Whoopee! The Nasdaq Composite index is back to its highest level since the beginning of the end for big tech stocks. But there's still plenty of pain around for investors who picked poorly.
There are 10 stocks in the Nasdaq 100 index, including satellite broadcaster Sirius XM, network optimizer Akamai, online content company Yahoo and networking giant Cisco Systems that are still 50% or much more below where they were trading on the tech peak of March 10, 2000. The Nasdaq 100 contains the 100 largest non-financial stocks on the Nasdaq, including most of the most-loved stocks during the tech boom.
These once-ballyhooed tech stocks are still hurting even while the broad Nasdaq composite index is hitting a 14-year high today and rallying to the best level since March 31, 2000.

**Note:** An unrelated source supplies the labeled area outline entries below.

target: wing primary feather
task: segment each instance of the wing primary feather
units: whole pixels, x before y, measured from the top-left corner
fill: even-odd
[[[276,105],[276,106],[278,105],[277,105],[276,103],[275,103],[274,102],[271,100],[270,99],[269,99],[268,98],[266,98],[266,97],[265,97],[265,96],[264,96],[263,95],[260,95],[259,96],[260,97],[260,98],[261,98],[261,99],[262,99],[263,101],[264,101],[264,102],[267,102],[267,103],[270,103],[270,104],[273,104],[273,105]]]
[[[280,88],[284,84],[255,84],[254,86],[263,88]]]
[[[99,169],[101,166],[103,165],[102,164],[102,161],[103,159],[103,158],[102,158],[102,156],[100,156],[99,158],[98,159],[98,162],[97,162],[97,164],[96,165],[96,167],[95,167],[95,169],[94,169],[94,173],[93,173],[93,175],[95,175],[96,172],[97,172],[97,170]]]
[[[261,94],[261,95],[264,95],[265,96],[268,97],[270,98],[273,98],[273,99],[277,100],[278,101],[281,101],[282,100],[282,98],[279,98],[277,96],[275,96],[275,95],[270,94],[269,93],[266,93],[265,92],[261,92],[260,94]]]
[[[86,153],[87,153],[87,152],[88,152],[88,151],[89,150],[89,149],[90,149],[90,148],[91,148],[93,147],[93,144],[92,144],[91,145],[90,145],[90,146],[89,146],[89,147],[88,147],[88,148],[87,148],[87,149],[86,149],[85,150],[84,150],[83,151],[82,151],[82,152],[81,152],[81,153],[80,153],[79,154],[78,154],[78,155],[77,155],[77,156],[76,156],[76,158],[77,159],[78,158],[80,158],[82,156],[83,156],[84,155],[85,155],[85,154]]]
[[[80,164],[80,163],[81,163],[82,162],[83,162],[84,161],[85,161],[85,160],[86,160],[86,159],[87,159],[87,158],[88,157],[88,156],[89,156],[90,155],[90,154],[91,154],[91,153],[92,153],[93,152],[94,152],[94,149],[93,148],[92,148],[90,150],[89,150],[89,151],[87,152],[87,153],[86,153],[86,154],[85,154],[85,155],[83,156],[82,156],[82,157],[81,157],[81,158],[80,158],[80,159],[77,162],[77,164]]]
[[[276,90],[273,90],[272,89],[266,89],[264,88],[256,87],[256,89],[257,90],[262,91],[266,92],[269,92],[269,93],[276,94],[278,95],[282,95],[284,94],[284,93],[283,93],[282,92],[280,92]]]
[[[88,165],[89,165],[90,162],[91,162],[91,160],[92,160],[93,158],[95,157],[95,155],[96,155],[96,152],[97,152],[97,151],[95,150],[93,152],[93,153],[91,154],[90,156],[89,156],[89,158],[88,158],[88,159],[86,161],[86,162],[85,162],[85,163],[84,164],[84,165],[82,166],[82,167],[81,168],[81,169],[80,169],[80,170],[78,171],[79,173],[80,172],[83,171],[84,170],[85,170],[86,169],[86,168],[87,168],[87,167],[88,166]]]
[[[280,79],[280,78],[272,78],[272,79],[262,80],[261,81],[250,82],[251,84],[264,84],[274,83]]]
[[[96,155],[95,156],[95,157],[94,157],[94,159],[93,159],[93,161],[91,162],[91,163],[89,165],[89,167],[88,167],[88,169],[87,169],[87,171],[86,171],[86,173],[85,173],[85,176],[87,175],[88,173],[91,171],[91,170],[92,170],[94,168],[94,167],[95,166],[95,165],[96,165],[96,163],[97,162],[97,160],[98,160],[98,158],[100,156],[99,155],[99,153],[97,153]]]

The disconnect is yet another example (as if investors needed another one) of the incredible difficulty of picking individual stocks, especially in a hot sector. Even if investors identified technology as a promising area, choosing one of these fallen stocks that can't get up would have been a brutal blow to a portfolio. Not only are investors still holding these stocks down 50% or more, they've missed out on a powerful rally that's pushed the Standard & Poor's 500 up 41% since March 10, 2000.
And get this. Even had investors just bought the Nasdaq 100 in the form of the PowerShares QQQ Trust, they would be just a good market year or two away break-even, a bummer, but nowhere near a 50% loss. The so-called QQQQ is down 14.4% since March 10, 2000.